Curaçao · Residency by investment
Curaçao Investor Permit
Open. Residence permit validity is tiered by investment size. Widely and inaccurately marketed as an 'EU golden visa' — it is not one. Curaçao is not in the EU or Schengen.
On paper this is the only route in the region that ends in an EU passport: there is one Dutch nationality across the Kingdom, so naturalising in Willemstad produces the same Dutch passport as naturalising in Amsterdam. In practice the Dutch renunciation requirement destroys it for almost every UHNW client, and the language requirement — Dutch AND Papiamentu — is a genuine obstacle. The gap between the marketing and the rule is the widest in this entire file.
Qualifying routes
Roughly ANG 500,000. Widely quoted at USD 280,000, giving a 3-year residence permit. Higher investment tiers give longer permit validity, up to indefinite. Exact ANG thresholds could not be verified against an official government source — treat figures as indicative.
No investment threshold. For individuals financially self-sufficient on pension, investment returns or other passive income, without establishing a business.
The facts
- Minimum investment
- $280k
- Total landed cost
- Roughly USD 280,000 at the entry tier plus permit and legal fees. Exact figures unverified — confirm with Curaçao counsel.
- Timeline
- 3–6 months — Not verified against an official source
- Physical presence
- Minimal to hold the permit. But the Dutch naturalisation endgame requires 5 years of actual residence in the Kingdom.
- Family
- spousedependent children
- Permanent residency
- Available after a qualifying period of lawful residence
- Citizenship
- Naturalisation as a Dutch national after 5 years' lawful residence in the Kingdom of the Netherlands — but requiring passes in BOTH Dutch and Papiamentu at A2 level plus a knowledge-of-society test, AND renunciation of existing nationality save in narrow exceptions.
- Language test
- A2 in Dutch AND Papiamentu, plus a knowledge-of-society test
- Dual citizenship
- Not permitted — you would have to renounce
- Requirements
- qualifying investment in real estate or a Curaçao business, or proof of economic independenceclean criminal recordhealth insurancefor naturalisation: 5 years' lawful residence, A2 Dutch and Papiamentu, knowledge-of-society test, and renunciation of existing nationality save in narrow exceptions
- THE CENTRAL MIS-SELL: Curaçao is routinely advertised as 'an EU golden visa' with 'a path to Dutch citizenship in five years'. Curaçao is NOT in the European Union — it is an Overseas Country and Territory (OCT). The residence permit gives no EU or Schengen mobility whatsoever. What is true is that Dutch NATIONALITY, if you get it, is EU citizenship. Getting it is the hard part.
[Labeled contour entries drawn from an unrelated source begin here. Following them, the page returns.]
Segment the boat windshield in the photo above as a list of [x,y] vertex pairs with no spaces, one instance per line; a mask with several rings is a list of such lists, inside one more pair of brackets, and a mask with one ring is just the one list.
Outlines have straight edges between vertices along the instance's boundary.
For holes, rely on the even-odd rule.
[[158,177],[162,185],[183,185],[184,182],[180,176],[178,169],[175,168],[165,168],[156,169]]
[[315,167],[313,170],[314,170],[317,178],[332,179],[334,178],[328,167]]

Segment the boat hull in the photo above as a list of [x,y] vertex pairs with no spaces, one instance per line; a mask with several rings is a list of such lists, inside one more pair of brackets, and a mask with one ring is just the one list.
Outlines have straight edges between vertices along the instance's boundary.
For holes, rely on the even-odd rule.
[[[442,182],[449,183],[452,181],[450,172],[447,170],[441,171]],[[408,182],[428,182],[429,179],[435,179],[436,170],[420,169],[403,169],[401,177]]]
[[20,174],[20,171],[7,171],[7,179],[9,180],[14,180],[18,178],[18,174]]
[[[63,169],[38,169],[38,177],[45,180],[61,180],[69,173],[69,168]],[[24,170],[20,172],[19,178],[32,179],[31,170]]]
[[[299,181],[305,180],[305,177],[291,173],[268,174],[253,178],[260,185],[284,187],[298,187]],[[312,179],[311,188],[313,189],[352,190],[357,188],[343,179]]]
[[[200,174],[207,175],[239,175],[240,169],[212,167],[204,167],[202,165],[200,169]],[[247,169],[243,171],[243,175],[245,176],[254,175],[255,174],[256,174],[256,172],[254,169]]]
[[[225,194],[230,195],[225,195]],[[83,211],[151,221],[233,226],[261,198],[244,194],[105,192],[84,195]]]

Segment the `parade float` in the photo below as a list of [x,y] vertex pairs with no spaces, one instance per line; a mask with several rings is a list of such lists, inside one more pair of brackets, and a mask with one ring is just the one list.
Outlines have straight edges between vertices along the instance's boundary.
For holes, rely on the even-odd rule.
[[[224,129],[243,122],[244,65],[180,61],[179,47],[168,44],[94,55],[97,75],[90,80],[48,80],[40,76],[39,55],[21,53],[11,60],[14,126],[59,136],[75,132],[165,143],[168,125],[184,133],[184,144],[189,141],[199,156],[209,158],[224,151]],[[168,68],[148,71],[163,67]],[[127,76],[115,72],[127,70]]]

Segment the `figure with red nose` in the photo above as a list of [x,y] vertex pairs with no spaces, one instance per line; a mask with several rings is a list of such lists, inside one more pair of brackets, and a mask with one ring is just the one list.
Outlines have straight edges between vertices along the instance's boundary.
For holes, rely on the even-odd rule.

- DUTCH NATURALISATION GENERALLY REQUIRES RENUNCIATION of your existing nationality. There are exceptions — where renunciation is impossible, where you are married to or in a registered partnership with a Dutch national, or where you are a recognised refugee — but for a typical UHNW applicant holding a good passport, the requirement bites. A client trading their existing citizenship for a Dutch one is doing something very different from adding a passport, and this is the fact the marketing omits.
- The naturalisation language test must be passed in BOTH Dutch AND Papiamentu at A2, plus a knowledge-of-society test. This is a real, multi-year commitment, not a formality.
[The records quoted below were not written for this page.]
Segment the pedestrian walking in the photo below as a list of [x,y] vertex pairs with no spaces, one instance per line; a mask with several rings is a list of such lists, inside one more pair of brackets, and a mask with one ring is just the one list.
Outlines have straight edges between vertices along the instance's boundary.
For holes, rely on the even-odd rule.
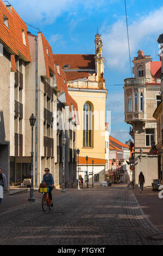
[[3,172],[2,168],[0,168],[0,206],[1,206],[2,199],[3,198],[3,189],[7,190],[7,182],[5,175]]
[[81,179],[80,179],[80,181],[81,181],[81,188],[83,188],[83,178],[81,177]]
[[143,190],[143,184],[145,182],[145,177],[142,171],[140,172],[139,176],[139,183],[140,184],[140,193],[141,193]]

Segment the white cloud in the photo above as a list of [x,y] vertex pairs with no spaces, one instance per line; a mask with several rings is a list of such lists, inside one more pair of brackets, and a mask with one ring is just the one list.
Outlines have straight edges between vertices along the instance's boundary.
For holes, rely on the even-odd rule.
[[[156,42],[159,34],[163,32],[162,22],[163,7],[129,25],[131,54],[137,52],[140,43],[153,40],[154,37]],[[121,18],[111,27],[110,26],[108,28],[108,26],[103,25],[102,29],[104,56],[106,58],[106,64],[109,67],[125,70],[126,64],[129,62],[126,17]]]
[[82,11],[89,13],[106,4],[105,0],[97,4],[95,0],[10,0],[10,2],[24,21],[39,25],[53,24],[65,12],[78,13],[79,15]]
[[10,0],[22,19],[34,24],[52,24],[65,11],[76,5],[74,0]]

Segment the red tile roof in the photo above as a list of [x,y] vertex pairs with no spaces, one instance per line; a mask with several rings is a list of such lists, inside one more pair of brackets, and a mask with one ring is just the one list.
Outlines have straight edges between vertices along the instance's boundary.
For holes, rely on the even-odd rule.
[[[58,73],[57,67],[55,66],[54,72],[56,75],[57,88],[60,92],[61,91],[61,90],[62,90],[65,92],[66,103],[67,103],[67,104],[69,105],[70,108],[70,111],[71,114],[71,118],[73,119],[72,112],[72,106],[71,106],[71,105],[72,104],[73,106],[74,118],[77,117],[77,118],[76,118],[76,122],[78,120],[78,123],[79,123],[79,116],[78,116],[78,108],[77,103],[72,98],[72,97],[69,94],[68,92],[67,81],[66,81],[66,76],[65,72],[62,70],[60,67],[59,67],[59,70],[60,70],[60,75]],[[77,117],[75,116],[75,115],[76,115],[75,108],[77,111]]]
[[[30,61],[27,28],[12,7],[11,13],[0,0],[0,43],[11,54],[19,55],[25,61]],[[3,15],[8,19],[8,27],[4,22]],[[26,46],[23,41],[22,29],[24,31]]]
[[160,78],[161,74],[161,61],[151,61],[151,72],[152,75],[155,78]]
[[65,72],[67,80],[71,81],[79,79],[80,78],[87,78],[90,73],[89,72],[84,72],[82,71]]
[[72,69],[95,69],[95,55],[92,54],[54,54],[55,64],[64,68],[70,65]]
[[[104,165],[106,163],[106,160],[104,159],[95,158],[89,157],[87,164],[88,165],[92,165],[92,160],[94,160],[94,165]],[[87,162],[85,157],[79,157],[79,164],[86,165]]]

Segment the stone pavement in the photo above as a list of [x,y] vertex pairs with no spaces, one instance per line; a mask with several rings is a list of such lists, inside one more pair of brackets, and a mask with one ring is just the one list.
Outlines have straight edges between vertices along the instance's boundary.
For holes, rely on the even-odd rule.
[[152,239],[159,230],[145,215],[134,194],[138,199],[140,195],[126,184],[53,191],[54,207],[45,212],[37,192],[35,202],[27,203],[28,193],[14,195],[13,201],[22,197],[22,205],[3,212],[11,196],[5,197],[0,245],[163,245],[163,240]]
[[163,198],[159,198],[160,190],[144,188],[142,193],[139,188],[133,191],[145,215],[160,232],[163,232]]

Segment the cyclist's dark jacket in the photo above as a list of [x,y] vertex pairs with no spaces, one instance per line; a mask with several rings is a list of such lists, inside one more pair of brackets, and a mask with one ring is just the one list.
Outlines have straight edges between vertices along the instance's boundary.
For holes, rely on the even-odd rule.
[[53,185],[54,184],[54,181],[53,178],[52,174],[49,174],[48,177],[46,176],[46,174],[43,175],[43,180],[41,183],[46,182],[47,185]]

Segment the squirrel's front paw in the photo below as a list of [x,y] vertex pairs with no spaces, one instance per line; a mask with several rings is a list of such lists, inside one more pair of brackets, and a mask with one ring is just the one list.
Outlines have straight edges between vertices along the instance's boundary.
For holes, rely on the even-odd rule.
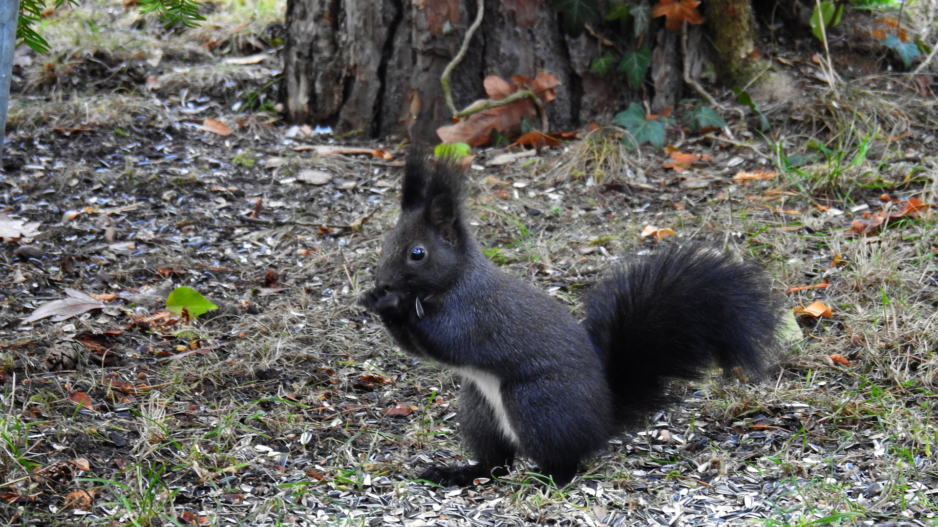
[[366,291],[358,303],[372,313],[389,315],[404,309],[404,294],[386,289],[373,288]]

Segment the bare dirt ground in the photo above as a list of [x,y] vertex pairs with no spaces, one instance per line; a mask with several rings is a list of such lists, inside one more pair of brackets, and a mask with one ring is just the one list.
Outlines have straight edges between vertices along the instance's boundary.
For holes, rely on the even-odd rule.
[[[38,224],[0,250],[6,524],[936,524],[938,227],[909,210],[938,203],[933,96],[898,77],[804,80],[821,95],[768,112],[776,126],[849,125],[831,108],[888,113],[884,99],[907,118],[890,141],[843,127],[826,143],[840,158],[776,134],[809,158],[790,172],[744,122],[736,142],[755,149],[681,134],[711,158],[681,173],[612,128],[505,165],[490,163],[518,147],[477,152],[480,243],[574,311],[622,257],[709,240],[763,263],[793,308],[831,312],[797,315],[802,338],[766,378],[688,386],[566,489],[524,465],[440,489],[410,478],[465,459],[459,380],[356,305],[403,145],[327,155],[312,146],[351,143],[277,123],[276,9],[222,8],[177,39],[119,4],[64,11],[49,26],[69,37],[19,67],[0,202],[5,226]],[[892,91],[856,95],[876,83]],[[895,218],[851,230],[881,211]],[[167,312],[181,285],[219,309]],[[23,324],[67,288],[102,306]]]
- Curaçao is NOT a low-tax jurisdiction by default: ordinary residents face personal income tax up to roughly 46.5% on worldwide income. The Penshonado regime relieves this for qualifying new residents aged 50+, but it has conditions and is not automatic. A client who moves to Curaçao without structuring will pay more tax than they did in many origin countries.
- The exact ANG investment tiers could not be verified against an official government source. Treat all figures here as indicative and confirm with Curaçao counsel before advising.
- Curaçao's banking sector has been under sustained correspondent-banking pressure, and the island sits outside both the EU regulatory perimeter and the Anglo-Caribbean common-law tradition, which surprises clients.